Los archivos suelen permanecer lejos de los reflectores, pero detrás de cada decisión pública, auditoría o solicitud de información existe un documento que da sustento a la actuación de las instituciones. A siete años de la entrada en vigor de la Ley General de Archivos, la discusión sobre su preservación vuelve a cobrar relevancia.
De acuerdo con información difundida por Julieta del Río Venegas, ex comisionada del INAI y especialista en transparencia y protección de datos personales, la pérdida, desorganización y posible ocultamiento de documentos públicos continúan representando riesgos para la transparencia y la rendición de cuentas en México.
Siete años de una legislación fundamental
La Ley General de Archivos entró en vigor con el propósito de establecer reglas para la organización, conservación y administración de los documentos generados por las instituciones públicas.
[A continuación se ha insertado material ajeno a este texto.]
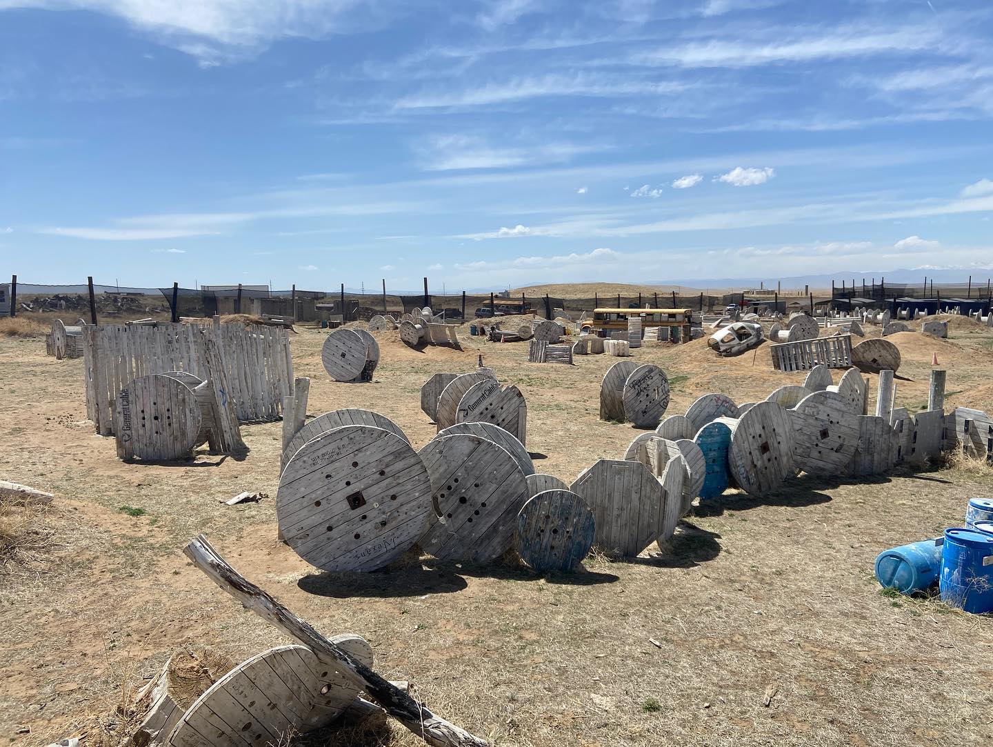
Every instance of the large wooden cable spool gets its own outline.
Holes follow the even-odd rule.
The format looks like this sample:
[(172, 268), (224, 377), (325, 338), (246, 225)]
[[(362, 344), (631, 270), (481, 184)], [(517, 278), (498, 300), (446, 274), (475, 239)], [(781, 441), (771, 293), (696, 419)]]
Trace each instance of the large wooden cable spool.
[(476, 383), (459, 401), (456, 421), (491, 423), (526, 444), (527, 402), (516, 386), (500, 389), (496, 380)]
[(664, 493), (638, 462), (597, 460), (570, 490), (594, 515), (594, 543), (604, 552), (635, 557), (662, 531)]
[(346, 425), (305, 443), (279, 479), (283, 539), (323, 570), (387, 565), (420, 538), (432, 518), (431, 480), (405, 440)]
[(139, 376), (117, 393), (117, 454), (148, 461), (185, 459), (197, 445), (202, 421), (197, 395), (187, 384), (161, 374)]
[(355, 381), (365, 368), (368, 345), (355, 330), (332, 330), (321, 350), (321, 363), (336, 381)]
[(900, 364), (900, 350), (889, 340), (863, 340), (852, 348), (852, 365), (863, 372), (879, 374), (884, 369), (897, 371)]
[(378, 412), (373, 412), (372, 410), (347, 407), (341, 410), (325, 412), (323, 415), (318, 415), (313, 420), (306, 422), (300, 430), (293, 434), (293, 438), (286, 444), (286, 448), (283, 450), (283, 463), (289, 462), (290, 458), (308, 441), (312, 441), (319, 436), (323, 436), (325, 433), (346, 425), (369, 425), (373, 428), (382, 428), (410, 443), (410, 439), (400, 430), (400, 426), (385, 415), (380, 415)]
[(438, 396), (438, 409), (435, 415), (438, 430), (458, 422), (459, 402), (462, 401), (462, 397), (467, 391), (480, 381), (495, 380), (496, 378), (489, 371), (476, 371), (471, 374), (462, 374), (449, 381)]
[(789, 413), (776, 402), (759, 402), (739, 419), (731, 436), (728, 467), (750, 496), (779, 490), (796, 473), (792, 427)]
[(657, 366), (638, 366), (625, 381), (621, 398), (626, 420), (655, 428), (669, 406), (669, 379)]
[(704, 394), (687, 408), (686, 417), (699, 432), (700, 428), (719, 417), (738, 417), (738, 405), (727, 394)]
[(539, 573), (568, 573), (590, 553), (593, 512), (568, 490), (529, 498), (517, 514), (517, 552)]
[(486, 563), (514, 544), (517, 513), (530, 498), (517, 462), (479, 436), (437, 436), (419, 455), (437, 516), (420, 540), (440, 560)]
[(793, 462), (808, 475), (837, 477), (849, 469), (859, 440), (859, 415), (835, 391), (815, 391), (789, 411)]
[(638, 364), (634, 361), (619, 361), (604, 374), (600, 383), (600, 419), (624, 421), (624, 385)]
[(421, 411), (434, 421), (438, 417), (438, 397), (459, 374), (435, 374), (421, 386)]
[(518, 441), (513, 434), (503, 430), (499, 426), (493, 425), (492, 423), (456, 423), (439, 431), (438, 436), (459, 434), (469, 434), (493, 441), (497, 446), (505, 449), (514, 458), (517, 466), (520, 467), (520, 471), (525, 476), (534, 474), (534, 463), (531, 461), (531, 455), (524, 448), (524, 444)]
Según explicó Julieta del Río, esta legislación significó un avance importante para el sistema de transparencia, debido a que reconoce a los archivos como la base que permite ejercer el derecho de acceso a la información pública.
No obstante, señaló que persisten diversos desafíos en su implementación. Entre ellos destacan:
- Archivos desorganizados.
- Documentos mal conservados o dispersos.
- Material documental en condiciones de deterioro.
- Denuncias relacionadas con posible ocultamiento, alteración o destrucción de información pública.
Documentos que respaldan decisiones y responsabilidades
La especialista destacó que los archivos físicos y electrónicos constituyen evidencia de las decisiones gubernamentales, los procesos administrativos y el ejercicio de derechos ciudadanos.
Además, recordó que cada documento generado por una institución pública forma parte del patrimonio documental del Estado mexicano. Gracias a su preservación es posible dar seguimiento al uso de recursos públicos, reconstruir decisiones y verificar responsabilidades.
Del Río también subrayó que los archivos desempeñan un papel relevante en los procesos de entrega-recepción de las administraciones, ya que permiten mantener la trazabilidad de las decisiones y evitan procedimientos de responsabilidad derivados de la ausencia documental.
Cuando los documentos se pierden, son destruidos o no se integran correctamente, las consecuencias pueden ir más allá del ámbito administrativo.
La ex comisionada advirtió que estas prácticas dificultan auditorías, investigaciones y procedimientos de fiscalización, incluidos aquellos realizados por la Auditoría Superior de la Federación. Asimismo, recordó que la falta de archivos puede derivar en responsabilidades legales, administrativas e incluso penales para los servidores públicos involucrados.
Por ello, consideró que el principal desafío sigue siendo construir una cultura archivística sólida, donde la preservación documental sea asumida como una responsabilidad permanente del Estado.
Como señaló la especialista: “Sin archivos no hay memoria. Y sin memoria no hay rendición de cuentas”.